Global report on challenges faced by seed sector launched

Focuses on need to stop seed laws that are preventing farmers from saving and exchanging their indigenous varieties  

 
By Jyotika Sood
Published: Monday 01 October 2012

The book also contains names of over seven hundred folk and traditional rice and vegetable varieties found in  IndiaA global citizens’ report depicting the concentration and restrictions in the global seed sector as a result of the Intellectual Property Rights (IPR) regimes and corporate convergence was released on October 1.

Titled, Seed Freedom, the report has been written by over  hundred organisations, experts, activists and farmers, coordinated by Navdanya, an Indian non-profit working for sustainable agriculture and seed sovereignty.

It also captures the movements in the defence of seed freedom in different continents like America, Africa, Europe and Asia. It focuses on the need to stop seed laws that are preventing farmers from saving and exchanging their native varieties.

The report features voices and grassroot level examples, like the cultural implications of corn in Andes region, efforts of women farmers in India to keep their traditional seeds alive and the description of seed system in Africa. Prominent personalities working in the seed and food sovereignty sector who contributed for the report include Pat Mooney, Jack Kloppenburg and Salvatore Cecarelli.

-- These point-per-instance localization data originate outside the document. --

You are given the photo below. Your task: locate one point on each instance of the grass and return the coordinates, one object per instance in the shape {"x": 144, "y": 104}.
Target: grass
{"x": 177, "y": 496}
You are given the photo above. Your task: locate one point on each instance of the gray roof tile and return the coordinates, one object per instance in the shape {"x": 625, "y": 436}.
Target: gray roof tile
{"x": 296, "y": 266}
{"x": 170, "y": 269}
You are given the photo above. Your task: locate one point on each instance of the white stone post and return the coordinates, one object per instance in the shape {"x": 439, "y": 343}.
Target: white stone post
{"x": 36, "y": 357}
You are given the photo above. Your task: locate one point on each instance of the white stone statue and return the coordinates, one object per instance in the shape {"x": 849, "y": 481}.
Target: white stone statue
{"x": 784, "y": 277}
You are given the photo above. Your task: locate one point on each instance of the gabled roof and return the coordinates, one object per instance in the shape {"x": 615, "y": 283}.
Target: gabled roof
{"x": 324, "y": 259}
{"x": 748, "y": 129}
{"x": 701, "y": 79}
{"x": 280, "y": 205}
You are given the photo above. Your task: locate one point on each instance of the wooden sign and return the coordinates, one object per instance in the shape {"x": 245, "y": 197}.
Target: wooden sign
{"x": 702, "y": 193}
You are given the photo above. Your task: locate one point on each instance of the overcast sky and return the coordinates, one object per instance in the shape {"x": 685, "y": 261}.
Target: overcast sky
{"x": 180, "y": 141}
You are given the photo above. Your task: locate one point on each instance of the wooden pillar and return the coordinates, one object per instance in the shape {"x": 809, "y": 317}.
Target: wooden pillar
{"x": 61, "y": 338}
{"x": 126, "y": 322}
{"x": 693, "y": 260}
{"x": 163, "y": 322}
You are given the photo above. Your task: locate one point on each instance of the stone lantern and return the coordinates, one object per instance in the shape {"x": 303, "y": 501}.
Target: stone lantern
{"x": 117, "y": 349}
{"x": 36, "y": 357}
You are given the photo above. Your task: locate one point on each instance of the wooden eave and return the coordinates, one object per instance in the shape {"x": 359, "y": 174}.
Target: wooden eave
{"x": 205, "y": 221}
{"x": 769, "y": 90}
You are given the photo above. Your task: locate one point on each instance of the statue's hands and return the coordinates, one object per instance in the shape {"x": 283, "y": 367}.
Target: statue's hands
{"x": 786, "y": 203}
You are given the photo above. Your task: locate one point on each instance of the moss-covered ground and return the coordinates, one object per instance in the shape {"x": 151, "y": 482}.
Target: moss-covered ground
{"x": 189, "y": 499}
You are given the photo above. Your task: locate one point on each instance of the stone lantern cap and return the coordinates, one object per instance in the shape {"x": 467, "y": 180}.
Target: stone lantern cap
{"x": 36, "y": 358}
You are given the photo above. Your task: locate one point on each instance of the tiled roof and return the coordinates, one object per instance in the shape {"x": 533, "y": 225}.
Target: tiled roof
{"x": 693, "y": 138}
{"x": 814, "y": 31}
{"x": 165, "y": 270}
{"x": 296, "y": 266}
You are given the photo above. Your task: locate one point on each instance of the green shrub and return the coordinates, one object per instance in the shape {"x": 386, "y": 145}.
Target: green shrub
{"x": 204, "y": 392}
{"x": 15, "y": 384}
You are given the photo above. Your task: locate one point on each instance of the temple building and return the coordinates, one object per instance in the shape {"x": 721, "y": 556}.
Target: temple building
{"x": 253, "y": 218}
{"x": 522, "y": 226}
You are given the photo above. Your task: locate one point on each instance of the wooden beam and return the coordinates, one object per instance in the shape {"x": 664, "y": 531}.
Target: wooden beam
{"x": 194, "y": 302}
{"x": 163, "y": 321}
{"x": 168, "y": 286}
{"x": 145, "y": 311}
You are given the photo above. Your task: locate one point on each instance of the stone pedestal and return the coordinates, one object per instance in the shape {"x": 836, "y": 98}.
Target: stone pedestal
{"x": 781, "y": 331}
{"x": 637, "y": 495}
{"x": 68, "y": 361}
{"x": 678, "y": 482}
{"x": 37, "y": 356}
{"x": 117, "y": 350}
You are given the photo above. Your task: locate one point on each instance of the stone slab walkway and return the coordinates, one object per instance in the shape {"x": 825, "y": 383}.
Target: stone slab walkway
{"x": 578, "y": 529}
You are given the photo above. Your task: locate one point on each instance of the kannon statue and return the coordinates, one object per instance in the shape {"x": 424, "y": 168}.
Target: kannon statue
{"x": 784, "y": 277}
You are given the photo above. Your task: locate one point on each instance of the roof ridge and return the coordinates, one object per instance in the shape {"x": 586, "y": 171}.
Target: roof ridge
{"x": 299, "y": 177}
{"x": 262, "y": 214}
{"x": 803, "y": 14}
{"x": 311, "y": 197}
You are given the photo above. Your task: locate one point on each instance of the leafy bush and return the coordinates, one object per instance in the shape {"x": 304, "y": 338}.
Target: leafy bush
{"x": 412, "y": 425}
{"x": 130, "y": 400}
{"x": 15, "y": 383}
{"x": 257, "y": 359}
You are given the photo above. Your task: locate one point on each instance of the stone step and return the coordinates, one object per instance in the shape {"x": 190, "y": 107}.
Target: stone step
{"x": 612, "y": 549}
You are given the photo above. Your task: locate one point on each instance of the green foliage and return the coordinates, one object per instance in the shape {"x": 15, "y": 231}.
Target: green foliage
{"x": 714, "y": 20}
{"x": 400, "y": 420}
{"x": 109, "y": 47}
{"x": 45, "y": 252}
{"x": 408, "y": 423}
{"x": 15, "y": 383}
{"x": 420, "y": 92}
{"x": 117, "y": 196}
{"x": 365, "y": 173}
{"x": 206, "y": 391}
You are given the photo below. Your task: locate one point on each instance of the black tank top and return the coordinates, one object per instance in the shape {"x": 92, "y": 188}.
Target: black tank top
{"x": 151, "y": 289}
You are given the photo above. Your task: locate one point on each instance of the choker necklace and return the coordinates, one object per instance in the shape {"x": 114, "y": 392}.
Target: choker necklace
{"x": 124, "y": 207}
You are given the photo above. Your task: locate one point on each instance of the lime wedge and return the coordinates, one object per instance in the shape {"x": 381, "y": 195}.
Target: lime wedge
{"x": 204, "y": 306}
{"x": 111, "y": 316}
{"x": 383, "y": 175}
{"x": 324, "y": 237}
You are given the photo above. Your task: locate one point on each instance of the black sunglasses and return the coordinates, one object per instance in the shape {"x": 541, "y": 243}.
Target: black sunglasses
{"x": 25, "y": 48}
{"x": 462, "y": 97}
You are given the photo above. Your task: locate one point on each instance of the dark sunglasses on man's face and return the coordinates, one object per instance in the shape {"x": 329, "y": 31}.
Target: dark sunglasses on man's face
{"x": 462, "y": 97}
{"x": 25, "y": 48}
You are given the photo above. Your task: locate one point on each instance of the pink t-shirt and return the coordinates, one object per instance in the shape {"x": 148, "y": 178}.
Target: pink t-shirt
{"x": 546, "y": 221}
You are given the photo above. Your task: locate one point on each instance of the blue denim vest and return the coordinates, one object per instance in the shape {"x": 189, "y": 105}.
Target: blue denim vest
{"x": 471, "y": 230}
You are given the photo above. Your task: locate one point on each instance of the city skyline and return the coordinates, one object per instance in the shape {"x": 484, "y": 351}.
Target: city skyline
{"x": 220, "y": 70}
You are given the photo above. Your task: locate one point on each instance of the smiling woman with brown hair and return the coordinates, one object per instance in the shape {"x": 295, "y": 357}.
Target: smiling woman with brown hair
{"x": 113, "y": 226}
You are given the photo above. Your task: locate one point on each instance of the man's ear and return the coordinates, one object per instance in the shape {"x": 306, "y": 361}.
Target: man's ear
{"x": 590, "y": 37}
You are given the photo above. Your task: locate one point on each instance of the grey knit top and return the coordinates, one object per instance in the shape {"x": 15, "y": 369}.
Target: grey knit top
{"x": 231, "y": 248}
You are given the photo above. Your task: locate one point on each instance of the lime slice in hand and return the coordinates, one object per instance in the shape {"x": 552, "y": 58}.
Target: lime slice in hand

The report also contains names of over seven hundred folk and traditional rice and vegetable varieties of India.

The report was launched by human rights activist Ilina Sen, wife of human rights activist Binayak Sen, who manages non-profit Rupantar in Chattisgarh, Navdanya founder and director Vandana Shiva, environmental advocate and activist Blanche Magariños and Farida Akthar of Unnayan Bikalper Nitinirdharoni Gobeshona (UBINIG) or Policy Research for Development Alternatives, Bangladesh. The report was released at Bhoomi 2012, a festival organised by Navdanya on theme: Seed Sovereignty and Womanhood.

According to Shiva, the global report focuses on three aspects. First, seed is the birth right of every farmer and food producer. “Farmers’ rights to save, exchange, evolve, breed, sell seed is at the heart of Seed Freedom. When this freedom is taken away from farmers they get trapped in debt and in extreme cases commit suicide. This is what has happened in India,” she says. Second, seed laws which are coming up in various countries, including India. “Though we have stalled the Seed Bill in India, legislations like these are coming up all over the world and there was a need to oppose them united at the global level,” she adds. Third, how seed freedom is threatened by patents on seed, which create seed monopolies and make it illegal for farmers to save and exchange seed. “Patents on seed are ethically and ecologically unjustified because patents are exclusive rights granted for an invention. Seed is not an invention. It is embodiment of bio-cultural diversity and contains millions of years of biological and cultural evolution of the past, and the potential of millennia of a future unfolding,” Shiva says.

The organisations will also launch a global campaign on seed freedom from October 2 to October 16—World Food Day. During this period, the Global Citizens Report on Seed Freedom will be released in Paris, Rome, United Nations headquarters in Geneva, Stuttgart, Istanbul, and at the CoP 11 currently underway at Hyderabad. The campaign aims to defend the cause of seed freedom and reverse the provision of patents on seeds.